What this implies, is that, even with huge number of drop outs (20% or 200 people), MK should show a tremendous efficacy. At least 15% and potentially above 30% better survival than SOC. If I want to match the know events, than efficacy should be 30% for 200 people having dropped out and the 298th event reached by november.
I have updated my spreadsheet with some drop outs models. What else can I do now ? Wait and see what happens
Kind regards
Fosco
Hi
Yes, trying to factor the risk as much as possible
My realistic models says if 298 happened today we should be around 15%
I consider UK data as very optimistic and I updated the curve to match better Y5 survival. So if we can pass May, I will buy more.
Last thing I would like to leave behind are drop outs. Drop outs shouldn't be due to MK treatment but from SOC (guys giving up with the Chemo). I have put another folder. I have no idea how many would give up chemo, but I saw a study when its mostly the fact of elderly. So should be contained under 5%.

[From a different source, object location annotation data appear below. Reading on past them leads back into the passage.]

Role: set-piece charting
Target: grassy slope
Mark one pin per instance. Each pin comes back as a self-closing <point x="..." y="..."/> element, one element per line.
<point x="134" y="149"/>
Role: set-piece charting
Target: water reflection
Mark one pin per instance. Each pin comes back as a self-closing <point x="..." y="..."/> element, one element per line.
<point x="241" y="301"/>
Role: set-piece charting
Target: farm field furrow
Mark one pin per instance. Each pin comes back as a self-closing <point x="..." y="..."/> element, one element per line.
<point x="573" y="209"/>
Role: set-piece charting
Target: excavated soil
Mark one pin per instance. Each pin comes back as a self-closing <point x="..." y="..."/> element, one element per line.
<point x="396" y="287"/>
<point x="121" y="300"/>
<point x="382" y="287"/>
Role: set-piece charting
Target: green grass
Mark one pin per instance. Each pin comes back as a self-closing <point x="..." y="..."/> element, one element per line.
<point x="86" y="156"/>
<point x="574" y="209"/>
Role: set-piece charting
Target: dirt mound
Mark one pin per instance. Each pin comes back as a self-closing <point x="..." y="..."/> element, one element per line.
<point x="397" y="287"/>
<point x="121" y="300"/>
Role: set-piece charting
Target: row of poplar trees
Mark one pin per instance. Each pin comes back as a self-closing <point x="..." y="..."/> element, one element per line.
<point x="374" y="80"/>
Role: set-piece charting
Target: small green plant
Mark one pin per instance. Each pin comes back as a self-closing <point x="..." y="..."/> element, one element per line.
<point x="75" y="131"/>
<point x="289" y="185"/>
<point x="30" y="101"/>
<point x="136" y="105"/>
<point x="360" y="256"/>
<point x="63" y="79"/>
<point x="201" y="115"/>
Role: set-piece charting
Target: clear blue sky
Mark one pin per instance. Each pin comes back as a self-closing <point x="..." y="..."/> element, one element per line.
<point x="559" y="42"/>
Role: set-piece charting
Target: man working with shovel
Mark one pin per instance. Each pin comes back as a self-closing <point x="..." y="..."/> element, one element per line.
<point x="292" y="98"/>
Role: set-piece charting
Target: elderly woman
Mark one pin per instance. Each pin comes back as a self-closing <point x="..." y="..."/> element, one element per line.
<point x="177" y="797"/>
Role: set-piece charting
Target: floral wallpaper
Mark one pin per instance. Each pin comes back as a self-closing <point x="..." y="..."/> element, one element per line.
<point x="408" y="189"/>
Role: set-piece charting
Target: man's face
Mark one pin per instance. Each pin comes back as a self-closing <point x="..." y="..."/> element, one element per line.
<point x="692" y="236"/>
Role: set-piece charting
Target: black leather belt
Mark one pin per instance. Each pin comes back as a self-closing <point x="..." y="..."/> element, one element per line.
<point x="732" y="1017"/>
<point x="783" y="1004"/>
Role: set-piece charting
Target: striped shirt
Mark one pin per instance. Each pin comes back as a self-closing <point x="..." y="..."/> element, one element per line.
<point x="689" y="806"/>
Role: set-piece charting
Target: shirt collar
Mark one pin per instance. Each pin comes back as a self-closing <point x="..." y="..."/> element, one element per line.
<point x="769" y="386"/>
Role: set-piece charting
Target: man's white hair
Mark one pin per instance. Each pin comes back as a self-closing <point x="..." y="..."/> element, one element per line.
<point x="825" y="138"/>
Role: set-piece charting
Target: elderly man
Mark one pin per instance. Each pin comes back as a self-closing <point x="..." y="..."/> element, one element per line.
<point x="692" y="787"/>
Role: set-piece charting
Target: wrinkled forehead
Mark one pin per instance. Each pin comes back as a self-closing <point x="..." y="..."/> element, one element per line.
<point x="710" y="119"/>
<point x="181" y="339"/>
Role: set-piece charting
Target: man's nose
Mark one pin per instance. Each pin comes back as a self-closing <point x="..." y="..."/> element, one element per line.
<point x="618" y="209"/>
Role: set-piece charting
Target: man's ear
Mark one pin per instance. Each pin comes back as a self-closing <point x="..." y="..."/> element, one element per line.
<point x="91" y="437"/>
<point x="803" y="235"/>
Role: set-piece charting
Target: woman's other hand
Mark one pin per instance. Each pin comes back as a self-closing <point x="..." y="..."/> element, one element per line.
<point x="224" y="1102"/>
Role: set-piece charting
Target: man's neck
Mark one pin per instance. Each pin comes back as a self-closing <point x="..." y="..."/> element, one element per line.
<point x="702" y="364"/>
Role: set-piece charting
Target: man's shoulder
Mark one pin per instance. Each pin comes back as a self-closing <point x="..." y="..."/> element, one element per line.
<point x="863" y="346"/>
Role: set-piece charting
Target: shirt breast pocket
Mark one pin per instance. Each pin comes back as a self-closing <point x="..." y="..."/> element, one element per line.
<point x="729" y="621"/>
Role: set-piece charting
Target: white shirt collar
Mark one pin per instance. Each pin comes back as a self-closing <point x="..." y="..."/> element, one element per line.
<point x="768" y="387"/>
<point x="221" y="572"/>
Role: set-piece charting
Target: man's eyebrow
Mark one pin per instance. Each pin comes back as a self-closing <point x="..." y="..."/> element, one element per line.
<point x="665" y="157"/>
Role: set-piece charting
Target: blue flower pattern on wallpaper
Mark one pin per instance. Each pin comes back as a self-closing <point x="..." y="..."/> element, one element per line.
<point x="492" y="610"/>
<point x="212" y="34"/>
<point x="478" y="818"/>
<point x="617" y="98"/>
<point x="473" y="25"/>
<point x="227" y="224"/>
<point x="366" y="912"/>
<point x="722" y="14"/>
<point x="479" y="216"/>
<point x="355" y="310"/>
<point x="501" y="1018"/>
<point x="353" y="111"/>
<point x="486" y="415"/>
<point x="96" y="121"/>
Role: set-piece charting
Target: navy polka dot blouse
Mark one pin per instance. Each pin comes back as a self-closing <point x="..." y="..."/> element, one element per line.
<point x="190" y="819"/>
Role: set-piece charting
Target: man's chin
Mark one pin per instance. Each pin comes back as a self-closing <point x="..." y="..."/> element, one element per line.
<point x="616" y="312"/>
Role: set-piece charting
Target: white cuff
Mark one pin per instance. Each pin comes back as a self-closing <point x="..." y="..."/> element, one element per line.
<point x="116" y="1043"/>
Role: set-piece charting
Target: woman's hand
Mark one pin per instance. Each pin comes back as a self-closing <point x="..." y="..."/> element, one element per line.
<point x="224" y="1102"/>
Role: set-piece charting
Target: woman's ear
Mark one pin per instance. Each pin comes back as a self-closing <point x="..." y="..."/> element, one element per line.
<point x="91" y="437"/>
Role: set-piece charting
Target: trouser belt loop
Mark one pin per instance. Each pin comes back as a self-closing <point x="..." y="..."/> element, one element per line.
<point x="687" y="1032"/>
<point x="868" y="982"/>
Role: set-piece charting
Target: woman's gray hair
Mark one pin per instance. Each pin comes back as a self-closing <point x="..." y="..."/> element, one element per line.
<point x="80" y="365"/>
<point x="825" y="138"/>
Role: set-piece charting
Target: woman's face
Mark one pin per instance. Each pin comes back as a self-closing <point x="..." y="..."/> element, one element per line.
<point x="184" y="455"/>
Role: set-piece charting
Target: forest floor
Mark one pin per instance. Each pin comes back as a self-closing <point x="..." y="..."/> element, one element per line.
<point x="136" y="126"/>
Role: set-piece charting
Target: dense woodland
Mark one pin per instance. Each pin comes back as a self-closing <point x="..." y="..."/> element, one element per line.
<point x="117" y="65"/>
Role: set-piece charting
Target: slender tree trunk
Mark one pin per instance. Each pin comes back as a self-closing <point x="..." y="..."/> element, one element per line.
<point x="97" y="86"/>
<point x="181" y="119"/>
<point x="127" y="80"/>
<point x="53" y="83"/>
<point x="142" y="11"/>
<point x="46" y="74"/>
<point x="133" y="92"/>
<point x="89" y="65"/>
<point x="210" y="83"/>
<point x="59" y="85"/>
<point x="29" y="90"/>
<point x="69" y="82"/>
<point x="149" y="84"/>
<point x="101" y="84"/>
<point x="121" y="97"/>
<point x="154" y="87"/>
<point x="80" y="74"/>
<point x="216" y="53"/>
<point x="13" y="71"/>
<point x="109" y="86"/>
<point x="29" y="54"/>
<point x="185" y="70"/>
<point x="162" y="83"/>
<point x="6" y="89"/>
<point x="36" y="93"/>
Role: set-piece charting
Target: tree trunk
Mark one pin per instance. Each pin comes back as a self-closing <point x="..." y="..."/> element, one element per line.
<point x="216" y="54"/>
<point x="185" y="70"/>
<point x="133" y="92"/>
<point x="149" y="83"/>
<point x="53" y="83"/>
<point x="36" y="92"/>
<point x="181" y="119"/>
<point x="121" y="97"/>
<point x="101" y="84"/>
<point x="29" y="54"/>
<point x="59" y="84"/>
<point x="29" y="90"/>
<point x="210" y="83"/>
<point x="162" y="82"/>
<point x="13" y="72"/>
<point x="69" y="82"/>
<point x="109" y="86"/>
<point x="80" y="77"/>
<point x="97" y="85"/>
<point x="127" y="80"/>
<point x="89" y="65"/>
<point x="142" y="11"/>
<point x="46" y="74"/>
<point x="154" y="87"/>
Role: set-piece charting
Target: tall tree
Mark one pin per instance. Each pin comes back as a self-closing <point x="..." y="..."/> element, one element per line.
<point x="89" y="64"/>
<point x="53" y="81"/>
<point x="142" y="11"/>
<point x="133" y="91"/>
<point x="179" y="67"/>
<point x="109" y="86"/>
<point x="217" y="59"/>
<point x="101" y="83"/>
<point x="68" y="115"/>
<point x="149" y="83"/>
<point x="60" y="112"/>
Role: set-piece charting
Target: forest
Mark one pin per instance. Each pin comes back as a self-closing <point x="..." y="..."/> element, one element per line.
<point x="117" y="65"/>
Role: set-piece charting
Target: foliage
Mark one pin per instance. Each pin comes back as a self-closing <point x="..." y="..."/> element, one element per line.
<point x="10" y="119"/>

I am more confident on a bad soc : have you seen Bulgaria and Thailand studies ? Really bad. Don't forget that many sites are in "developing" countries. Furthermore, I noticed from stats that more patients have stage IV (majority being IVa) than stage III, may be in the 3/4 1/4 proportion
So probabilities ? I would say if 298 happened :now 45%, April 55%, May 65%, June 80%. But I am confident we'll go through June at least given the 208 figure we got from China. I'd love to have a confirmation back from China. May be we'll have some data in May.
Take care all
Keyword for you is log rank test
Hey, no pb at all.
But let me react a last time on " do actually negatively distort the results as prob of survival into nowadays is extremely slim for both test groups I.e MK won’t show “results”" : this is not true. You do not count survivors as of today and compare both groups. Of course, this gives an indication of efficacy of the drug if more survivors are in one arm but that's not what you do.
The survival curve says "how many % were alive 3 years after treatment". Year 0 : 100%, year 1 : 85% etc... So even if most 135 people from 2013 have passed away, some patients survived for 4 years, and others for 3 years etc...what counts is that those who made it at every point in time are more numerous (more than 10%) in the MK group than the test group.
Finli
What counts to the patient indeed is to know how long he will live more with the drug, the QOL etc...of course.
But the trial aim is to measure efficacy of a drug and you can't wait until everybody dies to state that "those who took the drug in average, outlived 1 year those who didn't take it". To measure efficacy of the drug you need to compare survival after a reasonable number of years. With very lethal cancers, you can wait till half people die in each group and compare "median survival" (keytruda 16 months VS 12months has been declared significant). This does not mean that people will live 4 months more, just that they have a 50% likeliness of dying after 16months with the drug, and may-be a 30% of dying after 12months VS 50% in the control group.
As Cel-Sci cancer is not as lethal and metastatic you are not going to wait for half of patients to die but you can wait till "enough die" to draw two survival curves that will show significance of drug efficacy.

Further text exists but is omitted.